İkinci fıkrada ise, "... bir malvarlığını devretmek ... gibi karşılık almaksızın ALTSOYUNA yapmış olduğu kazandırmalar..." ve "mirasbırakan tarafından açıkça belirtilmiş olmadıkça..." demektedir.

Sonuç olarak, altsoyun denkleştirme konusunda durumunun ağırlaştırıldığını görmekteyiz. Zira diğer mirasçılarda denkleştirme için miras payına mahsuben verildiğinin ortaya konulması gerekirken altsoy için miras bırakanın bu kazandırmayı miras payına mahsuben yapmadığını açıkça belirtmesi gerekmektedir.

Sorunuza gelirsek, davalının savunması, paranın kayıtsız şartsız verildiği yönünden yetersizdir. Zira paranın kayıtsız şartsız verilmesi demek bunun bildiğimiz anlamda bağışlama olduğunu kabul etmekten başka bir şey değildir. Ancak "minnet duygusuyla" verildiği yönündeki savunması gerçekten işe yarar bir savunmadır. Zira minnet duygusuyla para vermek, o kişinin hiçbir zaman üzerinde hak iddia edemeyeceği bir paranın o kişiye verilerek onun ödüllendirilmesidir. Bu nedenle minnet duygusuyla verilen paranın miras payına mahsuben verilmeyeceği, çünkü bu durumda o kişi lehine bir durum yaratılmayacağı açıktır. Oysa miras bırakan minnet içindeyse, o parayı diğer kişinin lehine bir durum yaratmak için vermiş demektir. Bu nedenle, davalının minnet savunması davanın seyrini değiştirecek bir savunmadır.

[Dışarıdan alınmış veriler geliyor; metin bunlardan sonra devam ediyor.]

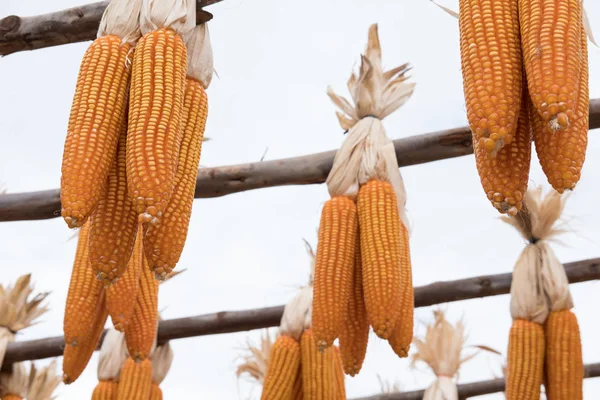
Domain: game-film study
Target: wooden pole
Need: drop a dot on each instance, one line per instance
(245, 320)
(303, 170)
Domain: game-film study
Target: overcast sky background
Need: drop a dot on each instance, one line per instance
(274, 60)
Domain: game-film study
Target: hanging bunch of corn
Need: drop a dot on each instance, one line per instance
(156, 104)
(544, 329)
(363, 271)
(441, 349)
(164, 243)
(18, 310)
(112, 355)
(85, 312)
(98, 113)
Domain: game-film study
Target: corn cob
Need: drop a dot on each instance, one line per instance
(354, 335)
(334, 268)
(284, 363)
(121, 296)
(380, 254)
(105, 390)
(551, 43)
(85, 312)
(317, 370)
(504, 179)
(492, 70)
(140, 332)
(154, 131)
(402, 335)
(136, 380)
(114, 222)
(97, 115)
(564, 363)
(165, 242)
(562, 153)
(525, 361)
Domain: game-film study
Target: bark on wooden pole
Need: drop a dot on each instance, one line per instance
(303, 170)
(237, 321)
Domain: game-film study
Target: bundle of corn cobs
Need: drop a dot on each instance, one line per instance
(129, 169)
(363, 274)
(525, 76)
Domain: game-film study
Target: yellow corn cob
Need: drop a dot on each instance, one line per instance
(336, 250)
(154, 131)
(85, 312)
(317, 370)
(525, 361)
(504, 179)
(379, 223)
(562, 153)
(121, 296)
(135, 382)
(140, 332)
(564, 362)
(105, 390)
(155, 392)
(402, 335)
(551, 42)
(491, 68)
(114, 222)
(164, 243)
(354, 335)
(98, 112)
(284, 363)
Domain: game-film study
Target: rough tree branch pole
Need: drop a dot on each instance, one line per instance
(303, 170)
(77, 24)
(237, 321)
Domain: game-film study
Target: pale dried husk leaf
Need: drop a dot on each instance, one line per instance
(16, 382)
(122, 19)
(43, 382)
(113, 354)
(256, 360)
(367, 153)
(178, 15)
(200, 55)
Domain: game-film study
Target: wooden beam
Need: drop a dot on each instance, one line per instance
(77, 24)
(303, 170)
(469, 390)
(245, 320)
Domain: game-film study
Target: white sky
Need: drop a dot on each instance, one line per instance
(275, 60)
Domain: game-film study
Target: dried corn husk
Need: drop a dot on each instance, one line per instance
(441, 348)
(17, 310)
(367, 152)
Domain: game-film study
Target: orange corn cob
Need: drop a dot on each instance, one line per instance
(98, 113)
(284, 364)
(336, 250)
(140, 332)
(402, 335)
(114, 222)
(504, 179)
(85, 312)
(135, 382)
(105, 390)
(354, 335)
(317, 370)
(562, 153)
(491, 68)
(525, 361)
(163, 244)
(564, 362)
(154, 132)
(380, 243)
(121, 296)
(551, 42)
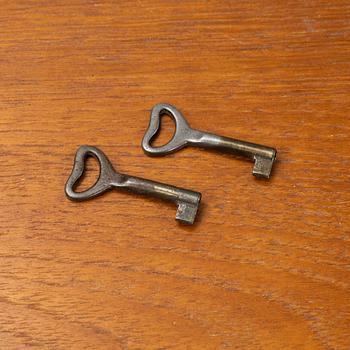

Ek olarak, kanunda "açıkça" ibaresi "yazılı" olarak anlaşılmamalıdır. Açıkça demek, tereddüde yer bırakılmayacak şekilde demektir. Miras bırakan özgür iradesiyle bunu söylemişse açıkça koşulu gerçekleşmiştir. Olayımızda, senetle ispat yasağı da bulunmadığı için davalı, her türlü delille savunmasını ispatlayabilecektir. Davalı vekili olsaydım, öncelikle miras bırakanda minnet duygusu oluşmasını gerektirecek vakıaları ispatlar, daha sonra da paranın bu duyguyla verildiğini ispatlamaya çalışırdım.

Cumhur Bey'in ifade ettiklerine büyük oranda katılmakla beraber, sadece minnet duygusunun ispatlanmasının kâfi olduğu şeklindeki kısma katılmıyorum. Bence her ne kadar davanın %90'ı minnet duygusu oluşturacak vakıaların ispatlanmasıysa da paranın bu duyguyla verildiğinin de yeterli bir şekilde ortaya konulması gerektiğini düşünüyorum.